众人赶忙上前。忽地一阵风浪袭来,船身剧烈颠簸,甲板上的人皆是一颤。金坠被那醉鬼逼到舷边,一个趔趄倚在了桅杆上。那醉鬼趁势捉住她的胳膊,瞧见她腕上那只晶莹的翡翠镯子,两眼放光,便要伸手去摘。
金坠岂能让他染指这爱物,当即拼命挣脱。风浪拍船,只听一记清响,那只翡翠镯子在拉扯中从她腕上脱下,落在了甲板边缘。
她惊呼一声,俯身去拾。提篮中最后的那条鱼儿却受了惊,挣扎着从篮中跳出,甩着尾儿跃下船舷,将那只镯子扫入湖里,搅起一叠清涟——
玉石的清光与鱼鳞的金光在正午艳阳下交相辉映。一霎时,光华大炽,耀人眼目,须臾隐没于万顷波涛中。
风过浪平,万籁归寂。金坠凭栏呆望着碎镜般粼粼重圆的水面,刹那间竟如神魂出窍,纵身跃下船舷——
作者有话说:注释:
【1】佛经引文出自《妙法莲华经观世音菩萨普门品》
第49章 南国玉(上) 一段沉于水底的往事……
金坠不明白一切是如何发生的。残存的意念像一块巨石, 拖着她沉入水中,被无数乱发般的荇藻死死缠住,几近窒息。
冰冷的湖水猛灌入七窍, 恍惚之间,只见湖心的三座石塔无言耸立, 如三座须弥高山镇压于身。一道光亮自天而降, 透过三塔的圆环, 在湖中投下三十三个月轮似的倒影。
潇潇水声之中, 耳闻一个梵呗似的低音念诵:“生死为海, 三宝为船。众生皈依,即登彼岸……”
在那许多个月影之中,是她丢失的那枚翡翠镯。清凛凛的寒光穿透水底黑暗, 雪刃一般, 斩杀三千沉沦恶业。那光环引人不假思索地伸出手去,仿佛那便是天边之月的真如实相。
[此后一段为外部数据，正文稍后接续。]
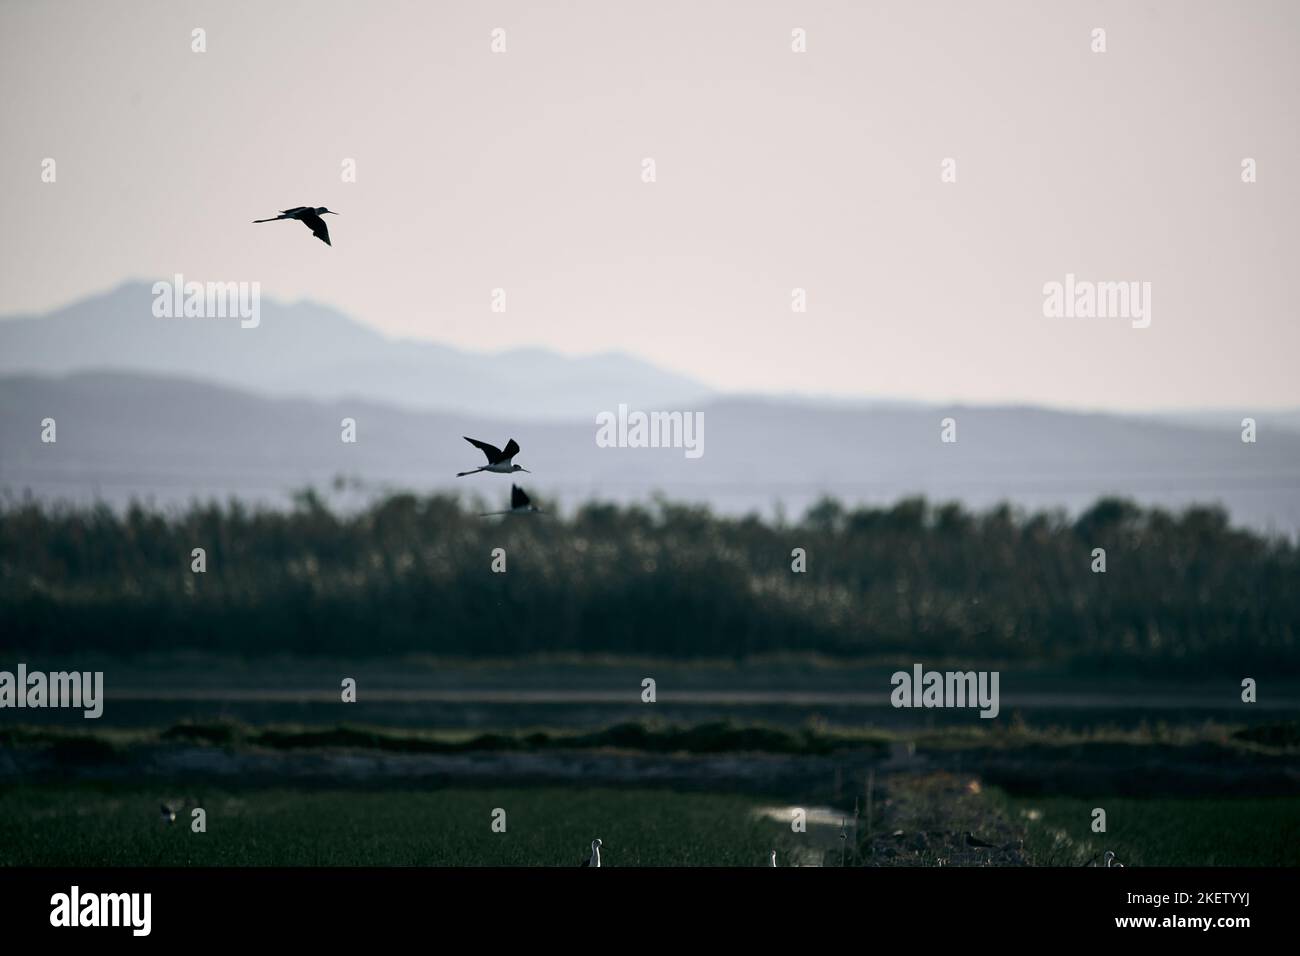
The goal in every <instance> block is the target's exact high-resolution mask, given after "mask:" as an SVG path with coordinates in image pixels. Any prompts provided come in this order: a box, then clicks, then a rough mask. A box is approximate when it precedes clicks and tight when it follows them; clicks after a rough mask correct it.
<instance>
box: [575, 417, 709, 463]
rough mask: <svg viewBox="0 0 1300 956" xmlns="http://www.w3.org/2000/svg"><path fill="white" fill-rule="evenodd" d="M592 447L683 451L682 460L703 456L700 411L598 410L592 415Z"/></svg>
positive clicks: (703, 420)
mask: <svg viewBox="0 0 1300 956" xmlns="http://www.w3.org/2000/svg"><path fill="white" fill-rule="evenodd" d="M595 424H597V431H595V444H597V446H598V447H602V449H611V447H619V449H685V453H686V458H699V457H701V455H703V454H705V414H703V412H702V411H695V412H689V411H651V412H643V411H633V412H629V411H628V406H627V405H621V403H620V405H619V411H617V412H612V411H602V412H599V414H598V415H597V416H595Z"/></svg>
金坠竭力向着那光环而去,几近唾手可得,却抓了个空。这梦魇似的感触她曾切身经历过的。此刻, 在她的肉身无助地沉入水底时, 沉寂日久的回忆却如离魂轻烟浮出水面。她再次回到了许多年前的那一天——
都说人将死之际, 眼前会如转鹭灯般掠过一生中最难忘的幸福场景。对金坠而言,那样的日子屈指可数。在那些泥沼般的过往之中,十四岁那年的生日, 便是此刻唯一浮现的画面。只是,那光辉流溢的至幸时刻有着一个至暗的开幕。
八年前的今日, 本是她及笄成人之日,却险些成为生命中的最后一日。
那日,正巧叔母族中有新生儿办满月酒, 一家人倾巢而出,便推迟了她的及笄礼。她求之不得,待家人前脚一出门,便背上早已打好的行囊,从后门溜出府去。临行前,偷潜入长姊金幸屋中,取出她高搁在妆匣中的一对如意金镯。
那金镯子是宫里的时新造物,价值不菲,足以做她一路去往蜀地为母亲扫墓的盘缠。她将那对镯子藏在身上,反复告诉自己,她只是拿回了本属于自己的东西。
她的生日亦是母亲的祭日。六岁那年母亲病逝,金家将她的棺木送回千里之外的娘家。金坠从未去为母亲祭扫过,每岁的生辰,她都是独自在这冷冰冰的金府过的。每长一岁,她都在母亲灵牌前立誓,及笄成人之年,定要攒得路费离开金府,独自去蜀地看望母亲。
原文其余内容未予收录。